Não tenho a intenção de ir a fundo nesse debate – ao menos nessa autoanálise de 2015. Porém, por tocar num ponto que estou abordando por aqui, sinto-me na obrigação de um breve comentário. Do ponto de vista racional, consigo compreender sem muitas delongas o fato de que o lugar de enunciação de cada um de nós é variado e é composto por diferentes conjuntos de experiências. Consigo compreender, também, o fato de que cada conjunto de experiências nos constitui a ponto de haver, sim, diferença entre o que um negro enuncia sobre o racismo, uma mulher sobre o machismo e assim por diante. Acho que vivenciar a experiência de opressão faz diferença no que se pode dizer sobre ela.

Só que, em paralelo, acho que sacramentar um diálogo com o argumento do lugar de enunciação tende a interditar o diálogo, ao invés de fomentá-lo. Se levarmos ao extremo o argumento do lugar de enunciação, mesmo no espírito da alteridade e da diversidade, podemos chegar à conclusão de que o trabalho de construção de uma sociedade melhor cabe somente aos que sofrem as agruras da vida como ela é, pois só eles sentem a opressão. É verdade que o protagonismo das reivindicações deve ser dos grupos sociais desfavorecidos. Não deixa de ser verdade que todos os demais têm um papel a cumprir.

Há uma cena no filme Selma, no qual os negros do sul dos Estados Unidos estão lutando para poder votar, sem sucesso e sofrendo muita retaliação violenta, em que os líderes do movimento negro conclamam toda a população do país a viajar para Selma e somar forças na marcha antirracista. Centenas de pessoas, vestidas do sentimento de alteridade, negras, brancas, pardas ou como quisermos classificá-las, direcionam-se à Selma e compõem as fileiras da marcha. Pode-se dizer que a marcha teve sucesso apenas quando os brancos estiveram juntos. Pode-se dizer, no reverso, que a luta dos negros para romper com a sua desumanização instigou a alteridade e fomentou uma construção coletiva para além da própria marcha.

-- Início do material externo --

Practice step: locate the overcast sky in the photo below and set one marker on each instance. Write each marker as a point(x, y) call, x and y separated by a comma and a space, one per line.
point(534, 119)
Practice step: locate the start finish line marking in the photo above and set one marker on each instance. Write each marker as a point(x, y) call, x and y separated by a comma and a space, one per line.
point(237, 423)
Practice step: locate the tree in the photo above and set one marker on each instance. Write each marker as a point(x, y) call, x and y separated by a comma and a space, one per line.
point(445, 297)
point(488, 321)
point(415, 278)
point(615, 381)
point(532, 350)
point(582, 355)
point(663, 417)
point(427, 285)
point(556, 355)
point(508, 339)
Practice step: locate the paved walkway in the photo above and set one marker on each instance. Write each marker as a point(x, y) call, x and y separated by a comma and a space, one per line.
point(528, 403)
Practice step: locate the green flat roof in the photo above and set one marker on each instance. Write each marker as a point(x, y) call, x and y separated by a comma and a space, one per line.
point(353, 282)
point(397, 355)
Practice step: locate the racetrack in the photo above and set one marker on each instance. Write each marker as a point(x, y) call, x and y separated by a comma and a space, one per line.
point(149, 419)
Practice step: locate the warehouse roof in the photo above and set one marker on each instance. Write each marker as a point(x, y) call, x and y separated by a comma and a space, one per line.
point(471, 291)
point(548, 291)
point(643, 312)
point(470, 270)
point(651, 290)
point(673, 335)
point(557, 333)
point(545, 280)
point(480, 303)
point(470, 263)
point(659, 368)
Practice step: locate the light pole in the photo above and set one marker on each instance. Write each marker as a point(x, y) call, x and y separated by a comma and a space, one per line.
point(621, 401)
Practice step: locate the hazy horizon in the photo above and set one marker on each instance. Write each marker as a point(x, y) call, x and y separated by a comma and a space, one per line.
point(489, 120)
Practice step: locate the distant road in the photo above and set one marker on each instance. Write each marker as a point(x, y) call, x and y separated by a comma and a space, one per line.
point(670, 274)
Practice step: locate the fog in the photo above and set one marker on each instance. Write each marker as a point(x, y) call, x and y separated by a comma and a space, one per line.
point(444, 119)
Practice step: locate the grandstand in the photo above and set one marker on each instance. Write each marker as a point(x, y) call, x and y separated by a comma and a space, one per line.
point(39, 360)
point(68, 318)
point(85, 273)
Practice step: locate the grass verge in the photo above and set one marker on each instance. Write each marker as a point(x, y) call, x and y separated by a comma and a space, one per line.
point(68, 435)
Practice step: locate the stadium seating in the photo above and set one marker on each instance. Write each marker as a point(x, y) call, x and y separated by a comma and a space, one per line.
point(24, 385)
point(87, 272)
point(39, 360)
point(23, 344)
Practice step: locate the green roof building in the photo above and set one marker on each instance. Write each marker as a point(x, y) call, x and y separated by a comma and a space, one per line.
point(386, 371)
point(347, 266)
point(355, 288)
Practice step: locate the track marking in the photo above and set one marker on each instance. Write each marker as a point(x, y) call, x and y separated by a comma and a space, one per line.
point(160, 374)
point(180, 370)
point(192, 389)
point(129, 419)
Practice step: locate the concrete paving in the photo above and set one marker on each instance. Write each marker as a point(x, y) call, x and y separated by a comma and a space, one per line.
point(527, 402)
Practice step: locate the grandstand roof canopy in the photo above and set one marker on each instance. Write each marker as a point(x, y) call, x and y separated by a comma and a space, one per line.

Na prática, eu tenho falhado muito em todas as tentativas que elenquei neste texto. Tenho me esforçado para fazer melhor, mas ainda me sinto condicionado pelas relações de poder, de distribuição desigual de recursos, bens e oportunidades, e não me sinto completo no ativismo por uma sociedade cujas relações de poder e acesso a oportunidades, bens e recursos sejam distribuídas de maneira justa e equânime. Longe disso. Sinto-me, muitas vezes, sem esperanças comigo mesmo, dadas as minhas fraquezas e equívocos. Sigo, entretanto, tentando algo novo. Andando a pé, de ônibus e de bicicleta.

Por ser homem, branco, heterossexual e de classe média, não me sinto hipócrita ou “caga-regra” ao pretender incentivar uma sociedade em que meus amigos e meus desconhecidos que compõem grupos sociais cujos direitos à dignidade da vida humana tenham sido sistemática e historicamente negados, e ainda estejam sendo negados, vivam em pé de igualdade de oportunidades com todos os demais indivíduos humanos. Hipocrisia, para mim, é sonegar impostos e reclamar do sistema de saúde. Cagar regras, para mim, é seguir cuspindo preconceitos contra pessoas que, por vezes, estão do seu lado. Alteridade não é hipocrisia ou imposição de regras. É uma categoria ética. Feliz 2016.